This almost invisible halo of gases that surrounds galaxies is called the circumgalactic medium (CGM), where astronomers believe that this is essential in how elements in the galaxy flow in a cycle however, the exact mechanism how this works remains a mystery. For a typical galaxy that possesses the size of 30,000 to 100,000 light years in size, its CGM can reach up to millions of light years.

By using data obtained from the Cosmic Origin Spectrograph onboard NASA's Hubble Space Telescope, that is designed to study CGMs, the team studied the evolution of the Milky Way and the universe via this ultraviolet spectroscopy.

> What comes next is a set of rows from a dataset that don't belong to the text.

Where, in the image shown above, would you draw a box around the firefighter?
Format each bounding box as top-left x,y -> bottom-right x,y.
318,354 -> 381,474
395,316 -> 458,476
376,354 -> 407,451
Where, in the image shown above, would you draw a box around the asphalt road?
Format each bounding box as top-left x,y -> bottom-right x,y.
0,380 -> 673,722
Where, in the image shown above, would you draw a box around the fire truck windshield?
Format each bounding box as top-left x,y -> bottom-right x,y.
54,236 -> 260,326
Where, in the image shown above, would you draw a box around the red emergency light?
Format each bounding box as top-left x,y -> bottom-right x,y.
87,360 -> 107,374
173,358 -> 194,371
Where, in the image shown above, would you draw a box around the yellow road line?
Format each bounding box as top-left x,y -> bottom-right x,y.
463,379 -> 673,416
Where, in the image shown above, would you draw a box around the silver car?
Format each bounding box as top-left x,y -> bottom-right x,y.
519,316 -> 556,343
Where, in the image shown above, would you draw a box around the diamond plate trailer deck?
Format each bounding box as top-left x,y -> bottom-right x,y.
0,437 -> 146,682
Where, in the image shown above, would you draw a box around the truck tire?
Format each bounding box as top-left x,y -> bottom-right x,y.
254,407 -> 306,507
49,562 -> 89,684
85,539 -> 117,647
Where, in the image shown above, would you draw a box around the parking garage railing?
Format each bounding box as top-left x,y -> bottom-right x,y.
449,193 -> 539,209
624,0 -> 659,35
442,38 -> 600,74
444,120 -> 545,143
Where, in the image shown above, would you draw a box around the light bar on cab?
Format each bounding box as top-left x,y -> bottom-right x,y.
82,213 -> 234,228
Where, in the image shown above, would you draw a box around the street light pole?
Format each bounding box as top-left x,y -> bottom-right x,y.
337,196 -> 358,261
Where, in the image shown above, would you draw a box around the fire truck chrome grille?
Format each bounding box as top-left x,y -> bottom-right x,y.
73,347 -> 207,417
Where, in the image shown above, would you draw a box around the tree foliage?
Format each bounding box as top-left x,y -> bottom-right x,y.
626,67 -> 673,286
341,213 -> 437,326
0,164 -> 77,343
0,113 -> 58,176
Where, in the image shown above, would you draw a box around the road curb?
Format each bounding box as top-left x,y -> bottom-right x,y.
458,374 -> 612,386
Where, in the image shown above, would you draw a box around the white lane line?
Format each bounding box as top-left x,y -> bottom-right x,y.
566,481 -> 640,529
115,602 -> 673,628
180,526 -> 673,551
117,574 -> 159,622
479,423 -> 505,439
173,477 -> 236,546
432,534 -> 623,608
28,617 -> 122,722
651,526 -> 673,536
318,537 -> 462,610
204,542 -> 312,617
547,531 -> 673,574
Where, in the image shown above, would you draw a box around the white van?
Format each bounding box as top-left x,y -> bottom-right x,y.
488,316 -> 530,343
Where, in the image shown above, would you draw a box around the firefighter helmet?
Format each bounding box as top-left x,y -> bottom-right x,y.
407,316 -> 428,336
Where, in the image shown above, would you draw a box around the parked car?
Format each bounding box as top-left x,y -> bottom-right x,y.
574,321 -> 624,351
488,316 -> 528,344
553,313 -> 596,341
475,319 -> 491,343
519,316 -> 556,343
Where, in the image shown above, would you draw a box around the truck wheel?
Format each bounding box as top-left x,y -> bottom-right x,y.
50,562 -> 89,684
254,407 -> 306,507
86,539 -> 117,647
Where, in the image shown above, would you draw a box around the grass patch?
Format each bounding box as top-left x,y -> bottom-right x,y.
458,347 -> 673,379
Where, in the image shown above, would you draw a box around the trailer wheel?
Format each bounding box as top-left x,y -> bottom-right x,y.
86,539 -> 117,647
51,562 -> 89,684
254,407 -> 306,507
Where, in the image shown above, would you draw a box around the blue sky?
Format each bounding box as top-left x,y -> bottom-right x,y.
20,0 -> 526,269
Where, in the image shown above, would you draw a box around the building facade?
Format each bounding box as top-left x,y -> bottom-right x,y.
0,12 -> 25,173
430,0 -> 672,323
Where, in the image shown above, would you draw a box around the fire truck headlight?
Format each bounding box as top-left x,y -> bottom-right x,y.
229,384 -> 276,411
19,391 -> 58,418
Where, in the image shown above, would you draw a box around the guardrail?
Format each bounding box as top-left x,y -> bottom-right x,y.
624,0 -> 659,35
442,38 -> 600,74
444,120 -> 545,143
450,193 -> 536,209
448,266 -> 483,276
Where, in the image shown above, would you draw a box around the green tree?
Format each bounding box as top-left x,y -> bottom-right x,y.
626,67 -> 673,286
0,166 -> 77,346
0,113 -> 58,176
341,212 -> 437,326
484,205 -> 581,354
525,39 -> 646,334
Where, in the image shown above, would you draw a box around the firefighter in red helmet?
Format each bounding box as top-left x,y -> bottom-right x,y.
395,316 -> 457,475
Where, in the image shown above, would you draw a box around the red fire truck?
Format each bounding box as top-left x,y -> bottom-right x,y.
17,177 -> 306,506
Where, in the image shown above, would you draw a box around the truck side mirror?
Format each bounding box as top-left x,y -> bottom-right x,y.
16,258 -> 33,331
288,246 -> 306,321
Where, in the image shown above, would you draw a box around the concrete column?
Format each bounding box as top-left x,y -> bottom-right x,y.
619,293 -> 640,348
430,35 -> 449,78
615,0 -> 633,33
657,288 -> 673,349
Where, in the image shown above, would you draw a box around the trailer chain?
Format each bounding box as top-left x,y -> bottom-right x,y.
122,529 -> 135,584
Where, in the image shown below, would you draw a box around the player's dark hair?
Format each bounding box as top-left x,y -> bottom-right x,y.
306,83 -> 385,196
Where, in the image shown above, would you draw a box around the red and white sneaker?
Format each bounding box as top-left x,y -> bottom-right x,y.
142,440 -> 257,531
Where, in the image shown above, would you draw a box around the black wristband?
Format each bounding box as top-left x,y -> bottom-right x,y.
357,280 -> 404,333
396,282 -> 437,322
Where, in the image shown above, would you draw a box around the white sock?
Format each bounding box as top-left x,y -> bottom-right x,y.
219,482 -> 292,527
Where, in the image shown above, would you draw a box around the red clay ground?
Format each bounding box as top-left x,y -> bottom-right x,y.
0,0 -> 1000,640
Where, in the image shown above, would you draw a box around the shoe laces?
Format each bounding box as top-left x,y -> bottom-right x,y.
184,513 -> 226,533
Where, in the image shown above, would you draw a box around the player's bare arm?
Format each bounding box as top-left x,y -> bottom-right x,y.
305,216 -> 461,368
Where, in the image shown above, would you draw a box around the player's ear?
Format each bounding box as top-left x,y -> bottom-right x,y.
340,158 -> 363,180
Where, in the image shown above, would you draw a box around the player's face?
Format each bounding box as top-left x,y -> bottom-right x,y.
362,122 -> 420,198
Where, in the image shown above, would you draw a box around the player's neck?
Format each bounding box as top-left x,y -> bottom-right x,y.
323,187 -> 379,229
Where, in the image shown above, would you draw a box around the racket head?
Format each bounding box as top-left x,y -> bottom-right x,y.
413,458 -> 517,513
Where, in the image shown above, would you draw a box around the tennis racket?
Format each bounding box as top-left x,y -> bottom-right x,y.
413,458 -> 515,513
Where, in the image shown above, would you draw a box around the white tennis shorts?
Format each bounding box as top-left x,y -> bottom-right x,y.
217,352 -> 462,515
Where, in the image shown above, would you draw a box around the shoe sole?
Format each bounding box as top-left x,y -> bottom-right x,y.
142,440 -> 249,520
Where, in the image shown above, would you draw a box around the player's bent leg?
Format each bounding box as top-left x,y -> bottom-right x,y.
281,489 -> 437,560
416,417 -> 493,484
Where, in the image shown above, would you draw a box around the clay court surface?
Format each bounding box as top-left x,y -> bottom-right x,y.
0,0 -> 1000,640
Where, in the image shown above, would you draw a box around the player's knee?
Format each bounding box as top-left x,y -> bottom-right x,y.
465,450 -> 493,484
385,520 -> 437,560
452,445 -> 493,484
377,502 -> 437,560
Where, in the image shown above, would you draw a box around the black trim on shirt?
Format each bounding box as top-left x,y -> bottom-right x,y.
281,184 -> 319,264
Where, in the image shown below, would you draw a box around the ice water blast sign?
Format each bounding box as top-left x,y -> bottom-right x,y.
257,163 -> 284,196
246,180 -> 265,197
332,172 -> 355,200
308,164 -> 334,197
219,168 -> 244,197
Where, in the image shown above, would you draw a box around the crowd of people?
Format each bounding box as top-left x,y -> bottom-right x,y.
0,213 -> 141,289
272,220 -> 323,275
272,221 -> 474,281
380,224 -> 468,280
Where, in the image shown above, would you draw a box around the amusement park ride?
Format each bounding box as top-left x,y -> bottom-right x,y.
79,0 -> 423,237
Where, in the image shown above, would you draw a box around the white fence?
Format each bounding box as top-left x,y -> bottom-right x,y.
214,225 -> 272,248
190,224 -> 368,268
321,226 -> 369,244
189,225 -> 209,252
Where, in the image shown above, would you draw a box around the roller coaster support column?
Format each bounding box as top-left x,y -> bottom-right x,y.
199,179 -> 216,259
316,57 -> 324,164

Spiral galaxies such as the Milky Way is still active in star formations and emits a bluish color, while elliptical galaxies that has little to no star formations can appear red. However, both types can contain hundreds of billions of stars that constantly emit heavy elements.

As researchers ran a series of simulations, they determined that CGMs for spiral and elliptical galaxies contain more than half of the heavier elements which suggests that galaxies are apparently not as efficient in keeping ther raw stellar material as previously thought.

These new simulations also demystify the mysterious observations of how there seems to be less oxygen around elliptical galaxies than spiral ones. According to Joop Schaye of Leiden University, Netherlands, the halo around elliptical galaxies are also hotter with temperatures over 1 million degrees Kelvin which reduces the oxygen since it is five times ionized, as detected by the COS instrument. Spiral galaxies on the other hand are only around 300,000 degrees Kelvin or 50 times hotter than the sun's surface.

The team says that this process involved a colossal amount of energy and power from exploding supernovae and supermassive black holes, to propel these heavy elements into the galaxies' halos, where this violent process usually takes 10 billion years, meaning the Milky Way's halo has been there even before the sun was born.

This new study is published in the Monthly Notices of the Royal Astronomical Society.